Эльза вытянула шею, заглядывая в сени, где маячил силуэт Гордея, и понимающе кивнула:
— Курит. Ясно.
Повисла неловкая пауза, наполненная лишь шипением сырых дров в печи. Лариса знала, что просто так Эльза не приходит. У этой женщины был особый дар — приносить новости, от которых становилось тошно.
— Ты, Лариса, по делу или как? — спросила она, опережая неизбежное.
Эльза тяжело вздохнула, пододвинулась ближе, так что половицы жалобно скрипнули.
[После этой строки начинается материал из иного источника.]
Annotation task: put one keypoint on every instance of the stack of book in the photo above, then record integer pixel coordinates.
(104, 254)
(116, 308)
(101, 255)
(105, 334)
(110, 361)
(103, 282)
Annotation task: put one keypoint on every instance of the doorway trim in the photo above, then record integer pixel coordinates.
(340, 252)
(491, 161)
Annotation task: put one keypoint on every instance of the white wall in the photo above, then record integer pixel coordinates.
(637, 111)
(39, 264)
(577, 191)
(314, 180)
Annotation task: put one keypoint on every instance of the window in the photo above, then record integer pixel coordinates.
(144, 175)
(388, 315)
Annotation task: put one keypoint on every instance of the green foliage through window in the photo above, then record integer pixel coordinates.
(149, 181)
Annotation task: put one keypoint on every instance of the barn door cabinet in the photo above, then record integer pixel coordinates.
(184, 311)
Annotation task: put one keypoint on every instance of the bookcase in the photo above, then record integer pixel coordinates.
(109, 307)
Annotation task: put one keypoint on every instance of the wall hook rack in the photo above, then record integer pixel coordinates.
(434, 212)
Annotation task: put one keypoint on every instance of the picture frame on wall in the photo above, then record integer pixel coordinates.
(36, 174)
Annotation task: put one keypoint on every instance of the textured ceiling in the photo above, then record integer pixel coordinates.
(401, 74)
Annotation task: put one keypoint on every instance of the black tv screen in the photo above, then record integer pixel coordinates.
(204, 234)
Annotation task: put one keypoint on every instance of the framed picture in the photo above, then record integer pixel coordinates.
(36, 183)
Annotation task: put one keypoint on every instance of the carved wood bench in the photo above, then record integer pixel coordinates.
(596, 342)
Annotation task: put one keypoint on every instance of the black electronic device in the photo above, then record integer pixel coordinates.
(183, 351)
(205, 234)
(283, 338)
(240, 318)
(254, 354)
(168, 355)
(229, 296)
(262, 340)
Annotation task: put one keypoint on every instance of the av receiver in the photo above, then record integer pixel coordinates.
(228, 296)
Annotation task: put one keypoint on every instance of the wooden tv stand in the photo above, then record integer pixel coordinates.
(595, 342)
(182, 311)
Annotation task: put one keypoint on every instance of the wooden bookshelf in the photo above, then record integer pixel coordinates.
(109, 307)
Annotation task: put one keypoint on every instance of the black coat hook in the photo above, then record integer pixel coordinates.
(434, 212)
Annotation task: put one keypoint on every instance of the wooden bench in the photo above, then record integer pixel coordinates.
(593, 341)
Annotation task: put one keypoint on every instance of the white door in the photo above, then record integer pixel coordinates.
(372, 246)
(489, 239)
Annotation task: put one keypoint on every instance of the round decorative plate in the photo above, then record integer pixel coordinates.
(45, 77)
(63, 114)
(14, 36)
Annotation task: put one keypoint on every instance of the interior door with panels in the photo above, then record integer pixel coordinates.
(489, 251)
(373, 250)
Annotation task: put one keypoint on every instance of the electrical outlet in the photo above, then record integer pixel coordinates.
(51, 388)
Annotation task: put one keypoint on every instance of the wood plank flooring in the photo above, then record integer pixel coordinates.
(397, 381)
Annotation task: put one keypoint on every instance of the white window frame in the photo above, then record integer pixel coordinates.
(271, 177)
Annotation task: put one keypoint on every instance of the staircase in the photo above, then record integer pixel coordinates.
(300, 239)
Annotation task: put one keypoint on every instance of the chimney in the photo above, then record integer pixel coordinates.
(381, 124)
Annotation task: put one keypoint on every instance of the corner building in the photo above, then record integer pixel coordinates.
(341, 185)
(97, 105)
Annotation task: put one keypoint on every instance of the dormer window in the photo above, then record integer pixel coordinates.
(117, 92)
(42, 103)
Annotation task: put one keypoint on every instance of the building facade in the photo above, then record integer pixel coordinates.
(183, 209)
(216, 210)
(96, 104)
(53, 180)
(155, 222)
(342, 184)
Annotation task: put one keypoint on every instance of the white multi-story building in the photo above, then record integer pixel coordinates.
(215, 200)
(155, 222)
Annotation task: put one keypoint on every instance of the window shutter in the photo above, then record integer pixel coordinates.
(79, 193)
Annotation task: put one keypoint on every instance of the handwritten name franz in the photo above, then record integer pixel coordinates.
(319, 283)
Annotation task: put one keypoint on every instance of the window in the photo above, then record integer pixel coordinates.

— По делу. У Марфы-то, у булочницы, слышала? Сегодня третьего родила. Мальчика. Крепкого такого, горластого. И знаешь, кого в кумовья позвали? Мирона, шурина твоего, брата Гордея.
Нож в руках Ларисы замер. Картофелина с глухим стуком упала в воду.
— И что с того?
— А то, — Эльза понизила голос до трагического шёпота, — что Марфа эта на всю булочную трезвонила, будто с тобой, Лариса, нечисто дело. Будто лежит на вас печать чёрная. Порча, говорит, наведена.
— Чушь, — выдохнула Лариса, хотя в груди у неё похолодело.
— Люди-то верят. Ты подумай, милая, девять лет уж минуло. Девять! Все молчали, языки прикусив, а теперь уж в голос считают. Гордей твой — мужик справный, грудь колесом, ручищи — во. Ты — баба в соку, молодая. Отчего ж Бог детей не даёт?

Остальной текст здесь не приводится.